La habitación: cama con sábanas blancas crujientes, aire frío zumbando, ventana con vistas a pistolas de aterrizaje. Luces parpadeando afuera. Cerró la puerta, me empujó contra ella. Beso salvaje, lenguas enredadas, su barba raspándome. ‘Quítate la blusa’, gruñó. Se la saqué, tetas al aire, pezones duros. Él se desnudó rápido: polla tiesa, gruesa, venosa. ‘Mira esto, para ti’. Me arrodillé, la olí: sudor masculino, excitante.
La chupé con hambre, saliva goteando, lengua en el glande. ‘Joder, qué boca, puta’. Él me agarró el pelo, follándome la boca. Me levanté, falda arriba, tanga empapada. ‘Cómetelo’, le dije. Me tiró en la cama, sábanas frías contra mi piel caliente. Separó mis piernas, coño depilado brillando. Lamida profunda, clítoris hinchado. Gemí fuerte, ‘¡Sí, así, cabrón!’. Dedos dentro, curvados, goteando mis jugos.

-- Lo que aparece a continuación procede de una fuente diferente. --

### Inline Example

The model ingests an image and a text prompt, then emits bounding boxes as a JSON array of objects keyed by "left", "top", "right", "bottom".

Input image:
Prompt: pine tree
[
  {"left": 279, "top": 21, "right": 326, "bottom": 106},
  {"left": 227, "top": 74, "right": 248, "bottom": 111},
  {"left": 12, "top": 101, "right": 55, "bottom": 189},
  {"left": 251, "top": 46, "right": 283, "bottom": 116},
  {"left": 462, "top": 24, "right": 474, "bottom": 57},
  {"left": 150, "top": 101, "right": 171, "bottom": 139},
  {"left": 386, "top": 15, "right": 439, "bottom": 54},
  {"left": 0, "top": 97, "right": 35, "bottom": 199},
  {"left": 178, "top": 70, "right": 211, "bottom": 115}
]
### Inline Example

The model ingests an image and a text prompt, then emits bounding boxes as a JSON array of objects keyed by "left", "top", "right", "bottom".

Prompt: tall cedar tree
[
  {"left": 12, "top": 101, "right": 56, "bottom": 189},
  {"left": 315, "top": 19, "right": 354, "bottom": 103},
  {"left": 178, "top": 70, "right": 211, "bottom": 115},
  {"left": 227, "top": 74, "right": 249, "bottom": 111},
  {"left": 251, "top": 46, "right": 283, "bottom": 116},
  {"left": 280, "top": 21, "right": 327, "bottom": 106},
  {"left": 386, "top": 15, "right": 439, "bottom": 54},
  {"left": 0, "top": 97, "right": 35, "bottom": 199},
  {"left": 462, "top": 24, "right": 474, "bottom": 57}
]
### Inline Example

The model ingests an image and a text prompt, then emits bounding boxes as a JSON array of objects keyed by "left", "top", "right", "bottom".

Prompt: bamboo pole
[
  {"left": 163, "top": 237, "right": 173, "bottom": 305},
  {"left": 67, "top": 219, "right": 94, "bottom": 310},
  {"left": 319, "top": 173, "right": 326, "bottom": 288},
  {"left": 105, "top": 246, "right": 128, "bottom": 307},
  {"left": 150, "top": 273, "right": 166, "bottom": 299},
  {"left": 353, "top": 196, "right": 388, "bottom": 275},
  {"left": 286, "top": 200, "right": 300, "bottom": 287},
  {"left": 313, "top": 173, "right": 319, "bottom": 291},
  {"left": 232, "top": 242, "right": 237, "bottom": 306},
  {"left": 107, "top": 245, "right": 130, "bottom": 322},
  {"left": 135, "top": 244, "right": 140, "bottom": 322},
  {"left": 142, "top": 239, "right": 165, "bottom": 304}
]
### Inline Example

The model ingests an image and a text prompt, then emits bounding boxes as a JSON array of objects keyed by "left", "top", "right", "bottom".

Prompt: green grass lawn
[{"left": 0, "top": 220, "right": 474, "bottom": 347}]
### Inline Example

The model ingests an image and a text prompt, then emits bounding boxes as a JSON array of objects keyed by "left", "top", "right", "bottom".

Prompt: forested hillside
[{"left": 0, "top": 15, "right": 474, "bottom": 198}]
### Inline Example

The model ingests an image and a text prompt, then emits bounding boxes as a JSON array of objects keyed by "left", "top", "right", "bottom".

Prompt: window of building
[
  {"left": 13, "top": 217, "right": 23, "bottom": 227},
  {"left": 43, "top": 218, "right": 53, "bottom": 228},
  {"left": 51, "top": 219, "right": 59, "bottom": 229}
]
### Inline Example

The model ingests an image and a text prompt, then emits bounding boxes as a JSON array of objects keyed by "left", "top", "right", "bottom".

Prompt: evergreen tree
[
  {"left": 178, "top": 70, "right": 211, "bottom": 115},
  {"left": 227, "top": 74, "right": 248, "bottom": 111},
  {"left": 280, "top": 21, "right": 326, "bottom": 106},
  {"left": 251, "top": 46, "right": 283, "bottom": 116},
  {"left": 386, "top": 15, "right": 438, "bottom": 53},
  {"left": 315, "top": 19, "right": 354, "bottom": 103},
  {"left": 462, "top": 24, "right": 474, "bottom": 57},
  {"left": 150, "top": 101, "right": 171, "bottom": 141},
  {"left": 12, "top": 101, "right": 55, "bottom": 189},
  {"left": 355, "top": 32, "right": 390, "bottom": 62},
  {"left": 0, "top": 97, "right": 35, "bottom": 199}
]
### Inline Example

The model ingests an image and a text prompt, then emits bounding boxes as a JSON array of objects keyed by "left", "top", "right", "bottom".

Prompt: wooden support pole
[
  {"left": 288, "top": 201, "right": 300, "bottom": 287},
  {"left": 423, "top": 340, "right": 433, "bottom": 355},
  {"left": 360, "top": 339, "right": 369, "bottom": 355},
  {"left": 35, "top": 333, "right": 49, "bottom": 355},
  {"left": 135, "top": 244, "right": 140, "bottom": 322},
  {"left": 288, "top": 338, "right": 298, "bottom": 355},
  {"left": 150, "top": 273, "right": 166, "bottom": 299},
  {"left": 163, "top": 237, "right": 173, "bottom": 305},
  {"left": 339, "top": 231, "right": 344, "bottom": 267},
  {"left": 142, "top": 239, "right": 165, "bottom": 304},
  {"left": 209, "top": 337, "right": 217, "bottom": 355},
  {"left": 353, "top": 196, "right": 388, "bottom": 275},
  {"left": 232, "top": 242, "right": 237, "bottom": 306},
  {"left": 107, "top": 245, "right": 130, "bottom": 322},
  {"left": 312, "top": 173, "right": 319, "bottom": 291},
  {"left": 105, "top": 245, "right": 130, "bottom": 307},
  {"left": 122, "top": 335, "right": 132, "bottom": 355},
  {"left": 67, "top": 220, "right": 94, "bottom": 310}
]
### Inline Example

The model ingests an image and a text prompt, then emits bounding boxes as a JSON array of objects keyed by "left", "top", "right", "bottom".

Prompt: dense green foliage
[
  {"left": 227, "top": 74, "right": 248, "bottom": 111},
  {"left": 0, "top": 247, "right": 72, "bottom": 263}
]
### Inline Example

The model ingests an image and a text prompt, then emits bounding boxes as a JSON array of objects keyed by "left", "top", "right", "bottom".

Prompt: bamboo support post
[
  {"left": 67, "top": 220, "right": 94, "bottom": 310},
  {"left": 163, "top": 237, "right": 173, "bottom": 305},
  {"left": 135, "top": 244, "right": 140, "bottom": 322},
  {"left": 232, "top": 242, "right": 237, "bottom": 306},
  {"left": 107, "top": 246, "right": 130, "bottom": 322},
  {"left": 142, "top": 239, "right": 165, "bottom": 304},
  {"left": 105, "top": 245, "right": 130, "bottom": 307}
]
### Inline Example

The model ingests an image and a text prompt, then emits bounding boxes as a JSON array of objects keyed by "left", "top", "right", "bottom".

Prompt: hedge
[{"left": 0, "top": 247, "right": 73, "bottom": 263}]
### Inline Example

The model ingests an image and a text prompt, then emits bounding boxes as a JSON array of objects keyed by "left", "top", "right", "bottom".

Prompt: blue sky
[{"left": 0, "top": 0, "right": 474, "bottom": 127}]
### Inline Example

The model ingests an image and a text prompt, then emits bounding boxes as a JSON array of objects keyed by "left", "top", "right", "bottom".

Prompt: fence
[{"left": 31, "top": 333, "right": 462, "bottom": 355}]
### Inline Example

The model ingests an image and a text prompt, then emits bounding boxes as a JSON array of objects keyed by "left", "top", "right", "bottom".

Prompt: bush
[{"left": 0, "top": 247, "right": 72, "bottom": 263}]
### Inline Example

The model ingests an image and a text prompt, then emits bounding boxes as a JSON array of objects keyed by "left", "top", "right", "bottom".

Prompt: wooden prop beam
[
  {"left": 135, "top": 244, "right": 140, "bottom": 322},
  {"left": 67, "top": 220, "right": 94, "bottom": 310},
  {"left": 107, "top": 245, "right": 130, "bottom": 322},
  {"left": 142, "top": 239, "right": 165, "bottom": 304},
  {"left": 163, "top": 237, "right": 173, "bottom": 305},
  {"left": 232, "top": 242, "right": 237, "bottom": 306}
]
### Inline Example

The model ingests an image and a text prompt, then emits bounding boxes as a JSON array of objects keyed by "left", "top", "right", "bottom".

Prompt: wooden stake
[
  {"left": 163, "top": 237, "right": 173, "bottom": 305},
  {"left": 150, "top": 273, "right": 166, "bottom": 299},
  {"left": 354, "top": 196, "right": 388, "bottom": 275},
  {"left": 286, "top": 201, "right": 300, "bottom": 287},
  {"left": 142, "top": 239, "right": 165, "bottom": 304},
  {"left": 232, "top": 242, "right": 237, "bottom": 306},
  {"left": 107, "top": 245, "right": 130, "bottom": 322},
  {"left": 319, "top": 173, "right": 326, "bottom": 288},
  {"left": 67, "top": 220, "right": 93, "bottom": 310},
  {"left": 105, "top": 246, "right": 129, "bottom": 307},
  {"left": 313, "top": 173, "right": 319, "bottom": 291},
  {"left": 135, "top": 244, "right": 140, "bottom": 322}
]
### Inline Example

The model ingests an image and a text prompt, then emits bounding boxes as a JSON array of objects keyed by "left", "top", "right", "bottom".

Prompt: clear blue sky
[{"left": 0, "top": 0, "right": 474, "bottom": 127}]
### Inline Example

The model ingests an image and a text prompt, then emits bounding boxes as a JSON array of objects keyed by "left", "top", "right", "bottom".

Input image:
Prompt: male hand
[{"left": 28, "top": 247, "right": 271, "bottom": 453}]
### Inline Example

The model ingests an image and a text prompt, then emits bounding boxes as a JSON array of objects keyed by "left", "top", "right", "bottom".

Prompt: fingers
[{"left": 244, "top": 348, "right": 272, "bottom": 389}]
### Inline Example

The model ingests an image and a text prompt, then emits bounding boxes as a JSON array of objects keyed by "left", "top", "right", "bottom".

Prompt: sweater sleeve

Follada Intensa Bajo la Climatización del Hotel
No aguanté. ‘Fóllame ya’. Se puso condón –saqué uno de la mochila–, me penetró de un empujón. ‘¡Qué coño tan apretado!’. Embestidas brutas, cama chirriando. Cambiamos: yo encima, cabalgando, tetas botando. ‘Me vengo, joder’. Él debajo, pellizcándome pezones. Luego a cuatro patas, polla honda, cachetes rojos de palmadas. ‘¡Más fuerte, rómpeme!’. Sudor mezclado, olor a sexo llenando la habitación. Anuncios lejanos como recordatorio: tiempo acabando.
Me corrió dentro, palpitando, yo temblando en orgasmo, chorros calientes. Caímos exhaustos, respirando agitados. ‘Eres una guarra increíble’, susurró, besándome el cuello.
Sonó mi alarma: dos horas volando. ‘Mi vuelo’. Me vestí rápido, él igual. Beso final en la puerta, mano en mi coño aún húmedo. ‘Suerte, Ana. Guardo tu sabor’. Bajamos, shuttle de vuelta. En la terminal, anuncio: ‘Embarque a Sevilla’. Me fui con piernas flojas, coño palpitando, sonrisa pícara. Ningún mañana, solo este fuego en mi equipaje de mano.